Widescreen: Archipelago

Writer-director Joanna Hogg’s second feature will try the patience of its audience. And it shows how British film-making has lost its way
February 23, 2011
Edward (Tom Hiddleston) in Archipelago: watching this film is like “staring at a cryptic crossword”




ArchipelagoOn general release from 4th March

Viewers try to understand the point of a plot that barely moves. The screenplay is snatches of inconsequential dialogue filled with “ums” and “errs,” followed by long periods of silence. Do they signify approaching menace or approaching banality? Do they mean something or nothing? A painter appears on the screen, and for no particular reason assesses the relative merits of realism and abstraction. Why? Did writer-director Joanna Hogg think up his role so that she could reflect on the nature of her film-making or is she trying to offer the audience a hint of how she will resolve what tension there is?

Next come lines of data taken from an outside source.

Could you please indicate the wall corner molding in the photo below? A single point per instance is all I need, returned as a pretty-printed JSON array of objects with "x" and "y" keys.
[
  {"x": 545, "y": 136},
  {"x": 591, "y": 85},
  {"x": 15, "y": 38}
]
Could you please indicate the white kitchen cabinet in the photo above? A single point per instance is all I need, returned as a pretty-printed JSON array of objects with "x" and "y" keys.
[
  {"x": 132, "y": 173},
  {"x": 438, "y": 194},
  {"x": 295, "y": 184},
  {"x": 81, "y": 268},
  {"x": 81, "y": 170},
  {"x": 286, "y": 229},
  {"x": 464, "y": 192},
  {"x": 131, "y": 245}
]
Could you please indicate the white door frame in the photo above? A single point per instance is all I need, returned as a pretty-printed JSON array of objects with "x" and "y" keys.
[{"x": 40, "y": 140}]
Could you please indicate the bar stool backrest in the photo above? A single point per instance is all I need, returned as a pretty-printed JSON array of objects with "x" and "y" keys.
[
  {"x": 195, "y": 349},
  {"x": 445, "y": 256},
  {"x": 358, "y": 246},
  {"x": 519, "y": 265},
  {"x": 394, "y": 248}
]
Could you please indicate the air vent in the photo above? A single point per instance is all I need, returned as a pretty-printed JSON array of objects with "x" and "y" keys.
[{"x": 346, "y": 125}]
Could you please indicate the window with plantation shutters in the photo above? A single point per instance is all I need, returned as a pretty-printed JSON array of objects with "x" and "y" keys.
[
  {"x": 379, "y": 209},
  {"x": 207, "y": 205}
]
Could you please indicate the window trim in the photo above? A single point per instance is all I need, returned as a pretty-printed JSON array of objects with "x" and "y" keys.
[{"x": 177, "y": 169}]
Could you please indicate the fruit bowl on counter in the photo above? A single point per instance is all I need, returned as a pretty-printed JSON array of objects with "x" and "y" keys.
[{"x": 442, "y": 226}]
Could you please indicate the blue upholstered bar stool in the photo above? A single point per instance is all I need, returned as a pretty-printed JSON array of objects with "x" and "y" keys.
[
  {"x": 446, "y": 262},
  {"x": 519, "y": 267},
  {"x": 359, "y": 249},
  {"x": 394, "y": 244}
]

Like so many art-house films, watching Archipelago is like staring at a cryptic crossword. The audience assumes that the director has filmed scenes for a reason, and the slowness of the action and dullness of the dialogue will lead to a finale when all that had appeared random will fit. Yet at the back of their minds lingers the doubt that the compiler has made a mistake, and there is no solution to the puzzle.

Patricia has invited her grown-up children, the tormented Edward and the brittle, argumentative Cynthia, to a holiday home in the Isles of Scilly. All three are desperate and insecure. The mother yearns for the father to join them and make the family holiday complete. Every line on Edward’s face quivers with doubt as he wonders whether to leave his girlfriend to work in Africa. Cynthia is spiky and spiteful, and locked in her own private hell. They paint with a local artist and walk on the beach. Everyone waits for the father. He phones to say he will not join them. Patricia spews out her hatred of her husband. But she is English and calms down, and the family put on a brave face and carry on living with unhappiness.

“Art-house” is the best term for the kind of film Joanna Hogg has made. “High art” does not work because Archipelago is all surfaces. Hogg has no story to tell; she offers no moral or personal resolution and no insight into the human condition.

Which is not to say that she is an artistic failure. She is a good director, who may become a great one. She shoots landscapes with enormous care and confidence and minutely observes the embarrassments and miseries of the English upper-middle class. Although some may complain they can get that at home, those who are prepared to stick with her will see a handful of exquisitely prepared and executed scenes.

Although Hogg worked with Derek Jarman when she was young, she earned her living for much of her career making music videos and directing episodes of Casualty and EastEnders. In interviews she brushes off her past. Perhaps she sees her popular film-making as hack work to pay the bills. Certainly, viewers of Archipelago will notice that she brings nothing that she learned from communicating to a mass audience to her conversation with the niche one.

Critics hail Hogg as an authentic British “auteur,” and in the sense that she directs her own scripts she is the cinematic equivalent of a novelist presenting a unique individual vision. But if you want to understand why Britain, which once prided itself on its ability to produce intelligent dramas, has been so decisively surpassed by America, then Hogg’s decision to place an insurmountable wall between the elite and the popular is revealing.

The American, and increasingly European, television dramas that appeal on many levels to large and intelligent audiences cannot be created within Britain’s aesthetic apartheid. We do not have America’s teams of writers, producers and directors, who understand the lesson of the golden age of Hollywood that film can be at its best when it is a collective endeavour.

The British do not collaborate or mix the high and the low. There is an elite culture and then there is a mass culture, and the space in between, where most artists for most of history have wanted to live, is increasingly narrow.